While he was a scout chaplain, Kenneth Hosley says he heard confessions about suicidal thoughts from youth taunted by other boys who suspected them of being homosexuals (Courtesy Kenneth Hosley)During 19 years with the scouts, Hosley earned his eagle and was a senior patrol leader, a member of the elite Order of the Arrow, a chaplain for the council and a poster boy for the council’s Facebook page.
He also knew he was gay since his teens. Though Hosley was out to his family, friends, at college and at work, he kept his sexual orientation hidden from the scouts organization until 2005.
"Scouting was the last place I was ever really closeted," said Hosley, now 32.
As chaplain, Hosley says, he heard confessions about suicidal thoughts from youth taunted by other boys who suspected them of being homosexuals. He heard stories in which scouts targeted as effeminate would return to the campsite and find their belongings tossed into the lake. One boy was ambushed and then bound to a tree in the woods and left alone for hours.
"So many [scout leaders] said, 'We can't have any of these f--s in our troop because they're going to molest all our boys,' " Hosley says.
'Absolutely terrible'
"And for them to say that — not knowing the person they were talking to was in fact gay — it’s insulting. To call me a pedophile is beyond description, it's absolutely terrible."
While Hosley said he knows other gay officers within the Order of the Arrow opted to remain silent, he couldn't bury his feelings anymore.
In a 2,000-word letter to the Atlanta Area Council in 2005, Hosley declared his love for his scouting family but objected to "prejudice, hate, abuse and intolerance" against homosexuals in the scouting culture.
"I finally got to the point where I was either going to be completely who I was and live my life without fear, or continue in that role," he says. "I didn’t want to live in fear anymore, to realize I couldn’t go out with someone I was dating, or even to be open in conversation about my life."
Hosley, an Episcopal monk studying in seminary at Emory University in Atlanta, was booted from the organization shortly after he posted the letter online. He also returned his eagle badges.
Those kinds of acts have been weighing on Bradford's mind as he considers whether to hand back his eagle and stand up for his mother.
Hames describes herself as a "typical scout mom" who attended cub meetings, participated in fundraisers and drove Bradford and his troopmates to field trips. But she did so as a closeted lesbian.

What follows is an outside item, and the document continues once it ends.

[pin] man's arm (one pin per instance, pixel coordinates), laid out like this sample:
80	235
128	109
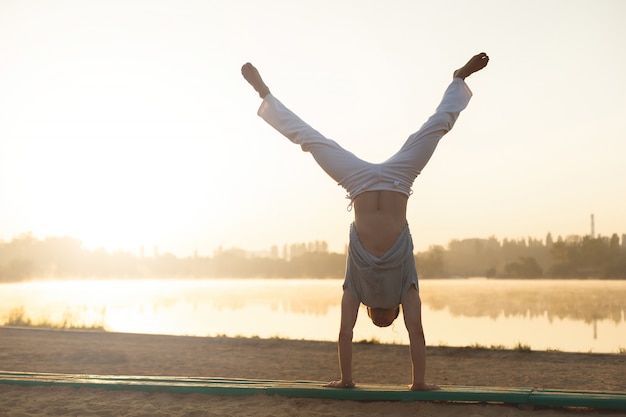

"To be out, I would not have been permitted to be involved with his troop or any type of volunteering," Hames said.
No pressure
As for her feelings about whether her son should give up his eagle, she said she hasn't pressured him either way.
"He's in college and I know he worries that if he returns it, he won’t be able to claim he's an eagle, and it might hinder his chances of using it on a job resume or something," she says.
What Hames considered to be a "really good compromise" — a proposal to allow individual boy scouts chapters to welcome or deny gay membership — was voted down by an 11-person committee last July.
Shannon Hames' participation as a scout volunteer while her son, Nick Bradford, was a scout, would have been forbidden if her homosexuality had been public knowledge at the time. (Courtesy Nick Bradford)She believes individual chapters feared they’d no longer being able to "hide behind that veil of a national policy" if they revealed they were banning gays.
While the BSA waits until May for a vote on the policy, its reputation and pocketbook are hurting. Atlanta-based UPS was the latest corporate donor to pull funding over the no-gays policy, joining the likes of Intel and Merck.
Such withdrawals of support could cost the organization millions of dollars. They also add pressure to lift the ban, Bradford says, noting that blacks weren't integrated into the organization for decades in the segregated South. That didn't end until 1974.
"People are realizing more that the whole gay and lesbian issue isn't like a religious issue or a moral issue, it's more of a civil rights issue," Bradford says.
"I'm hoping they'll do the right thing."